Así hubiese pasado mis vacaciones completas, pero durante el cuarto día de
labor, en un momento de descuido, un bolo saltarín pegó fuerte en mi pómulo
derecho. Enseguida aplicaron hielo en el lugar del golpe, pero la hinchazón
cerró completamente el ojo. Desde ese día mi madre me prohibió entrar a la
bolera y empecé a dedicar más tiempo a la playa. Yo sentía que era un pez en el
agua, nadaba rápido en cualquier posición, lo mismo flotando que sumergido.

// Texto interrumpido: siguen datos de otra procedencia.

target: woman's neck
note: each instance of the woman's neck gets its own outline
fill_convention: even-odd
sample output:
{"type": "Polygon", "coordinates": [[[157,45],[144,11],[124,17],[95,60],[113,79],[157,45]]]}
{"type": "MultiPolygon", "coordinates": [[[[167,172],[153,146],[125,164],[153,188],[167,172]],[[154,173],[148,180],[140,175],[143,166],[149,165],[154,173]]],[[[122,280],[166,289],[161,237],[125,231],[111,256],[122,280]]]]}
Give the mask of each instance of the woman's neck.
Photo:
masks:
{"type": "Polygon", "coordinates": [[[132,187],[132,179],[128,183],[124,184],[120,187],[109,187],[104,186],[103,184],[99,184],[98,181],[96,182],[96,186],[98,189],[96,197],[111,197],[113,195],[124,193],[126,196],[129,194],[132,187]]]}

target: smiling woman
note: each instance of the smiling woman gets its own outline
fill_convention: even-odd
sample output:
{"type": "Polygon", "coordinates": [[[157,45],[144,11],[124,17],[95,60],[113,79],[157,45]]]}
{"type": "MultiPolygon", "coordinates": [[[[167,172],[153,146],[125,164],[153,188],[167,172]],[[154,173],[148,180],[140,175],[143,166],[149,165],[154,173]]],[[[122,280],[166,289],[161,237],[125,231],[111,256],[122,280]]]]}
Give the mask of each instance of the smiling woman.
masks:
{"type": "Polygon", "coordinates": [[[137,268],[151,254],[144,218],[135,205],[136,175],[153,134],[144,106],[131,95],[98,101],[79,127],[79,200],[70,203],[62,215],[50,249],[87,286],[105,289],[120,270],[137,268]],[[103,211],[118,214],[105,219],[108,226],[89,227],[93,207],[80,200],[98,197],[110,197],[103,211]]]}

No
tenía problemas con el diente de perro ni con los erizos porque usaba un par de
zapatillas de goma gruesa. Un día, no sé si un erizo encontró algún hueco en la
zapatilla o si una de sus púas resultó muy dura para la goma, pero acabé
con un pedazo de erizo dentro del dedo gordo del pie izquierdo. El dolor era
inaguantable. Un amigo dijo que la púa salía con orine. Primero oriné yo, sin
resultado. Luego les pedí a varios amigos que orinaran sobre mi dedo, pero
estos, por falta de puntería o por fastidiar, me orinaron casi completo. Llegué
a la casa todo meado para recibir un pescozón de mi madre. Después de una buena
ducha, fui a la clínica. Allí sacaron la púa del dedo y vacunaron la nalga
contra el tétano.
Pasado el incidente con el erizo, seguí disfrutando mis vacaciones hasta una
semana antes de la fecha planeada para regresar a La Habana. Ese día mi hermano
amaneció vomitando y con dolores fuertes en el abdomen. Mi madre llamó al
médico y éste diagnosticó apendicitis aguda. Lo llevamos urgentemente al
hospital y el cirujano de turno confirmó el diagnóstico. Mientras operaban al
enfermo, mi madre llamó al tío mío para que me recogiera y localizara a mi
padre. Fui con el tío a una casa de dos pisos, tocamos en uno de los
apartamentos. Mi padre entreabrió la puerta en calzoncillos y nos miró con aire
de extrañeza. Mi tío que es un poco teatral, le dijo con tono solemne:
-"Gumersindo, ¡hay momentos en la vida de los hombres!", y se quedó
callado. Mi padre se tambaleó del susto y dejó que la puerta se abriera un poco
más. Entonces pude ver a aquella rubia desnuda encima de la cama. Recordé en
ese instante las drogas de Guido, el hijo de Caritina.
Creo que aquel día dejé de ser niño.